All the sorting algorithms discussed in class are comparison based sorts. It is a fact that any comparison based sorting algorithm must have running time O(n log n). If, however, you have additional information about what you are sorting, you can perhaps do better in certain conditions.
For the purpose of this question, it is assumed that the numbers to be sorted are non-negative integers (with no upper bound on their range). You will implement a different sorting algorithm called radix sort. Radix sort works as follows:
For iteration k of the sort:
1) Start with 10 buckets (lists), labeled 0 through 9.
2) For every number, we put it in the bucket labeled with its kth rightmost digit.
3) We then go through the buckets, starting at 0 and going to 9, reconstructing out list.
4) Repeat for each digit position.
As an example, consider sorting the following list: [99, 00, 32, 14, 51, 19, 24, 04]
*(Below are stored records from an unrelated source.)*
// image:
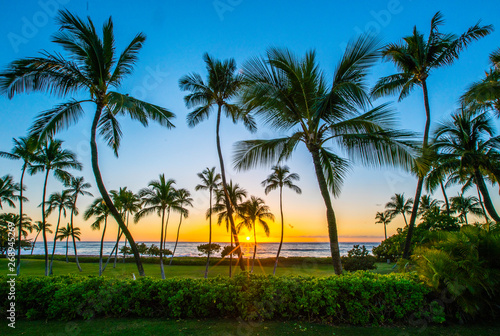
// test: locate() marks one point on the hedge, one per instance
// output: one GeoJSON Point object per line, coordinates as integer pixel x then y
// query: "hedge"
{"type": "Point", "coordinates": [359, 298]}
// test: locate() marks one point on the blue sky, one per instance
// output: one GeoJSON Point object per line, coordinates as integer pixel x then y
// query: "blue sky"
{"type": "Point", "coordinates": [178, 33]}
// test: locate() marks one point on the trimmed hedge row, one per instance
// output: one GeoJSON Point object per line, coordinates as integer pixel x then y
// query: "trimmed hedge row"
{"type": "Point", "coordinates": [359, 298]}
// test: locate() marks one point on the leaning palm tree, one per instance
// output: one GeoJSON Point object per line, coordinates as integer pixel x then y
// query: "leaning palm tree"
{"type": "Point", "coordinates": [384, 218]}
{"type": "Point", "coordinates": [415, 58]}
{"type": "Point", "coordinates": [463, 205]}
{"type": "Point", "coordinates": [52, 158]}
{"type": "Point", "coordinates": [236, 196]}
{"type": "Point", "coordinates": [398, 205]}
{"type": "Point", "coordinates": [77, 186]}
{"type": "Point", "coordinates": [100, 211]}
{"type": "Point", "coordinates": [24, 149]}
{"type": "Point", "coordinates": [471, 148]}
{"type": "Point", "coordinates": [278, 179]}
{"type": "Point", "coordinates": [292, 94]}
{"type": "Point", "coordinates": [223, 85]}
{"type": "Point", "coordinates": [251, 212]}
{"type": "Point", "coordinates": [182, 199]}
{"type": "Point", "coordinates": [159, 198]}
{"type": "Point", "coordinates": [59, 201]}
{"type": "Point", "coordinates": [92, 67]}
{"type": "Point", "coordinates": [209, 181]}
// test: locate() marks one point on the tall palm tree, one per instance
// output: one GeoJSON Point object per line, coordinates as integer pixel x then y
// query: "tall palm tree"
{"type": "Point", "coordinates": [280, 177]}
{"type": "Point", "coordinates": [93, 67]}
{"type": "Point", "coordinates": [251, 212]}
{"type": "Point", "coordinates": [292, 94]}
{"type": "Point", "coordinates": [384, 218]}
{"type": "Point", "coordinates": [209, 181]}
{"type": "Point", "coordinates": [463, 205]}
{"type": "Point", "coordinates": [415, 58]}
{"type": "Point", "coordinates": [52, 158]}
{"type": "Point", "coordinates": [77, 186]}
{"type": "Point", "coordinates": [236, 196]}
{"type": "Point", "coordinates": [58, 201]}
{"type": "Point", "coordinates": [24, 149]}
{"type": "Point", "coordinates": [485, 93]}
{"type": "Point", "coordinates": [469, 143]}
{"type": "Point", "coordinates": [399, 205]}
{"type": "Point", "coordinates": [182, 199]}
{"type": "Point", "coordinates": [222, 86]}
{"type": "Point", "coordinates": [159, 198]}
{"type": "Point", "coordinates": [100, 211]}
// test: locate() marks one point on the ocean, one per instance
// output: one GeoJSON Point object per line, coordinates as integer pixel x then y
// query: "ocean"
{"type": "Point", "coordinates": [188, 249]}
For the first iteration, k = 0, and the numbers get inserted into the buckets (according to their rightmost digit) in the following order:
0: 00
1: 51
2: 32 
3:
4: 14 24 04
5:
6:
7:
8:
9: 99 19
To produce this, we went through our list in order, and inserted the numbers to the end of the bucket/list labeled with the rightmost digit. Now we append all these lists together, starting with bucket 0 to get
[00, 51, 32, 14, 24, 04, 99, 19]
We then repeat this process using the second digit from the right (k = 1). Going through our new list, inserting numbers to the back of the appropriate bucket, we get:
0: 00 04
1: 14 19
2: 24
3: 32
4:
5: 51
6:
7:
8:
9: 99
Appending these lists together, we get
[00, 04, 14, 19, 24, 32, 51, 99]
which is now sorted.
Now as it happened all the numbers in are list had at most 2 digits, so we only needed to iterate twice. For this to work for any list, you need to know how many digits are in the longest number and iterate that many times.
Each bucket has numbers inserted to the back, and when we merge all the buckets together we start with those at the front. This is the perfect opportunity to use a queue.
Download radixsort.py and implement the radix sort algorithm. This file comes with a definition of the radix_sort method, as well as a linked list implementation of a queue which supports constant time enqueue and dequeue. You should use this class to implement the 10 buckets.
Some questions to think about before you start programming:
How do you know how many times you should iterate?
Given a number x, how can we find the kth rightmost digit? Remember that x**y computes x to the power of y, and x % y computes the remainder when x is divided by y.

What to Submit

For Part 1: node.py splaytree.py
For Part 2: inversions.py + any other files necessary to run your code
For Part 3: radixsort.py
Note that although you are not required to submit tests for your code, you should test them; much of the marking will be done by automatically running your code on a variety of test cases. You are free to write and submit additional files with your solution. Make sure you submit all files required to run your solution.
Log in to Mark Us with your CDF username and password. Everything must be submitted by Nov. 30, 10am. No late assignments will be accepted.